With the Serbian elections being held in April and the lingering political crisis in Kosovo, a reconfiguration of the whole process is inexorable. A new and broader roadmap with precise targets and deadlines would benefit both countries, for it would enable them to reach a more meaningful normalisation of relations (with legally binding obligations) and thus turn the focus to domestic reforms and EU integration process. Yet, unfortunately, Kosovo’s current plunge into uncertain and potentially risky political waters, as well as Serbia’s ability to continuously delay talks on ‘big issues’ coupled with the bureaucratic inertia of Brussels, offer little hope of a substantial change in the format of the dialogue any time soon.

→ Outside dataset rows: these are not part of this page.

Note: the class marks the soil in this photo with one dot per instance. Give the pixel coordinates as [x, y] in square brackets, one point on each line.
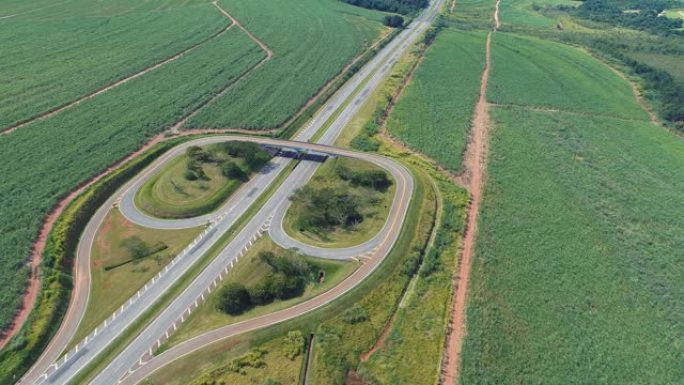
[474, 176]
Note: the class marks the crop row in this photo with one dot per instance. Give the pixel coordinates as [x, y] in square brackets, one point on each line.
[77, 47]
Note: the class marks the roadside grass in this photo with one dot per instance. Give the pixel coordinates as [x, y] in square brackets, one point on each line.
[532, 72]
[274, 365]
[76, 47]
[168, 194]
[186, 369]
[111, 288]
[56, 155]
[248, 271]
[137, 327]
[322, 37]
[434, 112]
[577, 272]
[374, 206]
[420, 323]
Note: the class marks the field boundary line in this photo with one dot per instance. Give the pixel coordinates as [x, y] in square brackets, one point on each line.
[57, 110]
[475, 165]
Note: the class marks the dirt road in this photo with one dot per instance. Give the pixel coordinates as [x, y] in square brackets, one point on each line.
[475, 164]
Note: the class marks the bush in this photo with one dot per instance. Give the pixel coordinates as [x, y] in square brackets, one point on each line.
[394, 21]
[233, 299]
[231, 170]
[293, 344]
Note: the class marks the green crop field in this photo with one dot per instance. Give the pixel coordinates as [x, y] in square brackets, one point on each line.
[321, 37]
[112, 285]
[529, 71]
[43, 161]
[72, 48]
[577, 275]
[434, 112]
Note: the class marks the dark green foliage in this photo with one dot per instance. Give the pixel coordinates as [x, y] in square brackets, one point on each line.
[327, 208]
[365, 141]
[252, 153]
[287, 279]
[644, 15]
[233, 298]
[375, 179]
[394, 21]
[231, 170]
[399, 6]
[293, 344]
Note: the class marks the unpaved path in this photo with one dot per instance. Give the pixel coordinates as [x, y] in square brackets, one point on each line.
[475, 163]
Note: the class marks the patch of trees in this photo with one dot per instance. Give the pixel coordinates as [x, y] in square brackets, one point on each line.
[642, 14]
[404, 7]
[287, 278]
[254, 156]
[394, 21]
[327, 208]
[375, 179]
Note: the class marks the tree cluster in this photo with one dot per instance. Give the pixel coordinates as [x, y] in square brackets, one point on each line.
[327, 208]
[287, 279]
[404, 7]
[375, 179]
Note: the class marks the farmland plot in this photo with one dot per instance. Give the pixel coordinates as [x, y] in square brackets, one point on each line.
[58, 53]
[45, 160]
[312, 40]
[434, 112]
[578, 270]
[528, 71]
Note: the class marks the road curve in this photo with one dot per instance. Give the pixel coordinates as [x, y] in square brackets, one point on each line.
[345, 100]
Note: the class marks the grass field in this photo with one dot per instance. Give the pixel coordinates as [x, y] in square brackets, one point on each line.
[168, 194]
[321, 37]
[434, 112]
[420, 322]
[374, 207]
[43, 161]
[578, 256]
[111, 287]
[71, 48]
[533, 72]
[248, 271]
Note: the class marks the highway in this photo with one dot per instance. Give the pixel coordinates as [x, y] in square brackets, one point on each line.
[345, 103]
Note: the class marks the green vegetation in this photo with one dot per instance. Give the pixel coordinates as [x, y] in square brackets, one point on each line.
[397, 6]
[58, 255]
[346, 203]
[434, 112]
[420, 321]
[42, 162]
[201, 180]
[76, 47]
[122, 261]
[529, 71]
[250, 271]
[577, 258]
[322, 37]
[287, 277]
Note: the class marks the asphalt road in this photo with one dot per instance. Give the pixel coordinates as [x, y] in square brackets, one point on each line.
[87, 351]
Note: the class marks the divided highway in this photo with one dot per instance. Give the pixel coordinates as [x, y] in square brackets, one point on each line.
[330, 120]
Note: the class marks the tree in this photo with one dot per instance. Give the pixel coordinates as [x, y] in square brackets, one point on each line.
[394, 21]
[233, 299]
[231, 170]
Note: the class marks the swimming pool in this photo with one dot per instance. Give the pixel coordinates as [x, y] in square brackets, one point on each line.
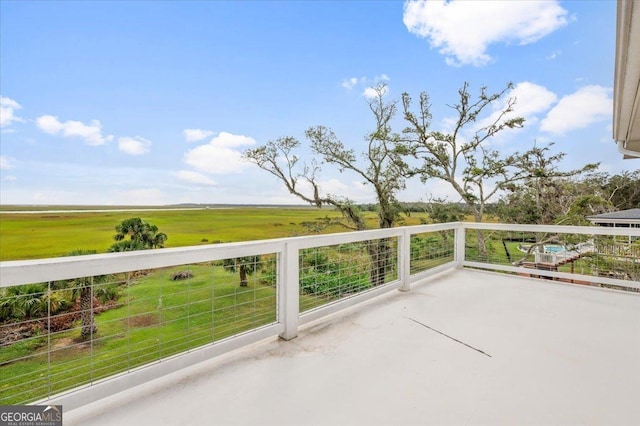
[554, 249]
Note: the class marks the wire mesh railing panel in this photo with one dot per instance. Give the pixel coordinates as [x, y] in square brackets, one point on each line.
[62, 335]
[599, 256]
[431, 249]
[330, 273]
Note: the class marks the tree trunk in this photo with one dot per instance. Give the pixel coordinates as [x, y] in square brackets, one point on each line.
[86, 313]
[379, 254]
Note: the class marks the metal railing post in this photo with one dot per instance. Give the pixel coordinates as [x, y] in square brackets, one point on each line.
[460, 235]
[288, 291]
[404, 260]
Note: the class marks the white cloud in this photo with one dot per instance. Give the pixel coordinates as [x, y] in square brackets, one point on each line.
[91, 133]
[531, 101]
[134, 146]
[588, 105]
[368, 92]
[194, 135]
[463, 30]
[194, 177]
[371, 92]
[350, 83]
[219, 155]
[6, 163]
[8, 108]
[554, 55]
[140, 197]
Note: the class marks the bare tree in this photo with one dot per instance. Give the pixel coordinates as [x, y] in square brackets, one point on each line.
[380, 166]
[473, 169]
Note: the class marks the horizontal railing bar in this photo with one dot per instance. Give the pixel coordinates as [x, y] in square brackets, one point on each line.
[553, 274]
[555, 229]
[338, 305]
[126, 380]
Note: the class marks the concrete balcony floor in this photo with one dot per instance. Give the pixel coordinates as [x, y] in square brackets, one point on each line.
[526, 352]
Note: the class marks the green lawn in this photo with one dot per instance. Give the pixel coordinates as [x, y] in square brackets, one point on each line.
[156, 317]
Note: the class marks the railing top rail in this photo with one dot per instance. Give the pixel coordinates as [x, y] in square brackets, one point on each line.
[562, 229]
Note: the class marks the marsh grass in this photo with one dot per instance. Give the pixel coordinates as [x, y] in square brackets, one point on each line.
[54, 234]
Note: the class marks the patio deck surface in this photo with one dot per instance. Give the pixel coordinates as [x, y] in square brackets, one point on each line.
[464, 347]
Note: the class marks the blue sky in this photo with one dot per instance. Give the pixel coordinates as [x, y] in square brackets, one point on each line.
[151, 103]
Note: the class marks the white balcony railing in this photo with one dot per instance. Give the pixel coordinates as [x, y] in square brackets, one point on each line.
[148, 313]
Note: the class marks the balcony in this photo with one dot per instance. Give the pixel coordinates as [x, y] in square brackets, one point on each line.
[493, 324]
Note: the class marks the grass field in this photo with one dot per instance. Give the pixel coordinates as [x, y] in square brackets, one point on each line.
[56, 233]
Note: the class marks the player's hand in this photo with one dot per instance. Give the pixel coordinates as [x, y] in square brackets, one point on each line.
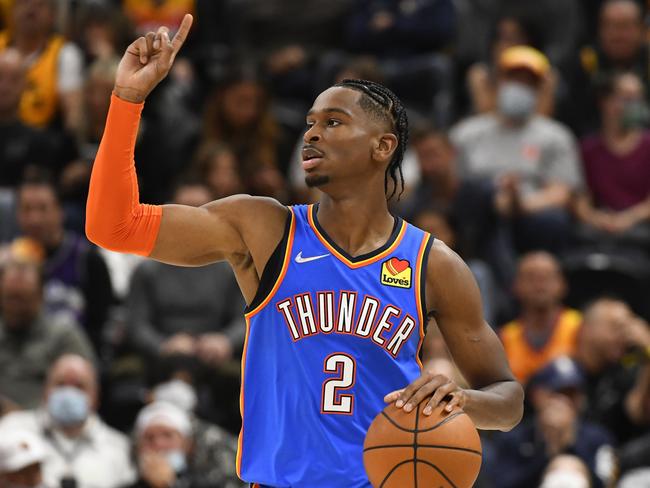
[435, 389]
[147, 61]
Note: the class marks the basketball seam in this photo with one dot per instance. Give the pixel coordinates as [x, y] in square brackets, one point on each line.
[432, 446]
[444, 421]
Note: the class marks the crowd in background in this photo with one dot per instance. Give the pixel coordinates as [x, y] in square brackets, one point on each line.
[529, 155]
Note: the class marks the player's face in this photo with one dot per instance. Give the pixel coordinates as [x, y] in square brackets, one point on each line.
[339, 138]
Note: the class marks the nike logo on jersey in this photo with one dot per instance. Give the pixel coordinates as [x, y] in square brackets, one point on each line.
[299, 259]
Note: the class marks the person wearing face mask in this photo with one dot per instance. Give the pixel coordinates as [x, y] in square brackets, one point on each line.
[81, 450]
[527, 163]
[166, 452]
[615, 206]
[21, 456]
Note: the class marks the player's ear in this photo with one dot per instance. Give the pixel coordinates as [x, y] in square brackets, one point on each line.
[385, 147]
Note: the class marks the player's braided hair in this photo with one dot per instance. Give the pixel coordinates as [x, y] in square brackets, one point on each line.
[380, 101]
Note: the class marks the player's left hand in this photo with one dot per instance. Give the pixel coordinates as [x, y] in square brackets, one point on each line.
[436, 389]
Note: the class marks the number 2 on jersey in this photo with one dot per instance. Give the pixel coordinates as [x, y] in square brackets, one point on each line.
[333, 401]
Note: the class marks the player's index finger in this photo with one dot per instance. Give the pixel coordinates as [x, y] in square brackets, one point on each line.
[183, 30]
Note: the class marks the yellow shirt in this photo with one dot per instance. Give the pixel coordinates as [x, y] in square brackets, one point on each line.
[40, 100]
[524, 359]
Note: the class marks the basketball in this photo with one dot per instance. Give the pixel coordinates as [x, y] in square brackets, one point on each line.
[404, 450]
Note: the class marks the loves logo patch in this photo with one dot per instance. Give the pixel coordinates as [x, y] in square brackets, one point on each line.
[396, 272]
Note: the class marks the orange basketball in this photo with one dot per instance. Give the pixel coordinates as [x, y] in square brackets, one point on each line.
[404, 450]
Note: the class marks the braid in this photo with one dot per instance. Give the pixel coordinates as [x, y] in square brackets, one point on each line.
[382, 102]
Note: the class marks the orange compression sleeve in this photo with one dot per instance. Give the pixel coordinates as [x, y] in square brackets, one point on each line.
[115, 218]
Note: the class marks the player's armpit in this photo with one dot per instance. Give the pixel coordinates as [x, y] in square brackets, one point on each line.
[496, 399]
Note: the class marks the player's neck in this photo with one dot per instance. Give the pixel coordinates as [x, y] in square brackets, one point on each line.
[357, 224]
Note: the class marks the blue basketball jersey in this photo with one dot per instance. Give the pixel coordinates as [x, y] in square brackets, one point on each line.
[332, 336]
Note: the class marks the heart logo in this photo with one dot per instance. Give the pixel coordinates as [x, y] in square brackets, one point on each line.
[396, 266]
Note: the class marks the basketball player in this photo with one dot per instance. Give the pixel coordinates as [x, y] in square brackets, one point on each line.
[337, 292]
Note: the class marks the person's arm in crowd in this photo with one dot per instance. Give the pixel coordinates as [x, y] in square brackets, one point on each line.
[142, 335]
[98, 293]
[611, 221]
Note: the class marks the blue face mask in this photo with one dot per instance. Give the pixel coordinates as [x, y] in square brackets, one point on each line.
[68, 406]
[177, 460]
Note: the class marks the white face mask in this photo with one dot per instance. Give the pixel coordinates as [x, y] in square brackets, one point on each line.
[178, 393]
[516, 100]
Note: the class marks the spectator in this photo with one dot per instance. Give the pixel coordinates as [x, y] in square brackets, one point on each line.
[77, 283]
[20, 145]
[566, 471]
[236, 112]
[55, 67]
[545, 329]
[21, 456]
[616, 204]
[30, 340]
[556, 427]
[166, 453]
[528, 163]
[621, 47]
[81, 449]
[408, 38]
[193, 313]
[217, 166]
[509, 31]
[617, 384]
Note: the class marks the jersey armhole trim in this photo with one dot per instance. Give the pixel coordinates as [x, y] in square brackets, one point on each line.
[420, 292]
[275, 268]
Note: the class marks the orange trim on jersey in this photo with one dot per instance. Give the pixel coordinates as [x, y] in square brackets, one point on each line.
[285, 265]
[346, 261]
[418, 293]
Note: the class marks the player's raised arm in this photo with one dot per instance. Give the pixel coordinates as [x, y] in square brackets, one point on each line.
[495, 399]
[115, 219]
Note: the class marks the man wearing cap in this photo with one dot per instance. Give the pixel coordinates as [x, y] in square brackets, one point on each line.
[21, 455]
[82, 451]
[555, 427]
[528, 162]
[164, 451]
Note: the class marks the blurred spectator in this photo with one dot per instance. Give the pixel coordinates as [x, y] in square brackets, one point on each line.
[77, 283]
[545, 329]
[527, 163]
[616, 204]
[612, 348]
[509, 31]
[30, 340]
[556, 427]
[566, 471]
[167, 456]
[102, 30]
[621, 47]
[238, 112]
[81, 449]
[148, 15]
[21, 456]
[405, 37]
[217, 166]
[55, 67]
[20, 145]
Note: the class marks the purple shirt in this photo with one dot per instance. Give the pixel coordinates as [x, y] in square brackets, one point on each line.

Having faced ‘external shocks’ in the form of the ‘Special Court’ and Brussels dialogue, Kosovo proved incapable of pushing forward its two other key agendas: international statehood consolidation and economic development. International recognition of the country and membership in international institutions has come to a practical standstill in the last two years. The failed UNESCO bid combined with a stronger and more active Serb international engagement could easily turn into a serious setback for Kosovo’s diplomatic and political battle to affirm itself internationally. Therefore, it is essential for Kosovo’s leadership to come up with a bolder approach and concrete plan to increase international recognitions and membership in international recognitions. Membership in a major international political organisation, such as the Council of Europe, is more than necessary for Kosovo to kick-start a new stage in it diplomatic battle for international recognition and affirmation. Otherwise, the country risks cementing its status as a partially recognised and contested country for many years to come.
With respect to the economy, development is hindered by Kosovo’s persistent trade deficit, an inefficient public sector, very low employment, a degraded education system and, most importantly, pervasive corruption. The lack of political will to fight corruption and the grey economy remains a paramount problem and concern that needs a bolder strategy and, above all, concrete results. The widespread perception about corruption – according to International Transparency’s Corruption Perceptions Index for 2015, Kosovo is ranked 103 out of 167 countries in the world – certainly aids the process of erosion of legitimacy of the Kosovo state and institutions. Without a doubt, diminishing legitimacy and trust in state institutions as a result of endemic corruption is far more serious and consequential than short term inter-party battles for political domination.
Although a positive recommendation for the long-awaited visa liberalisation process could prove a reason for some optimism, this year is likely to be a very challenging one for Kosovo’s morale. Or, to put it in the words of Enver Hoxha, recently quoted by the British Labour leader Jeremy Corbyn, the only certain thing is that “this year will be tougher than last year.”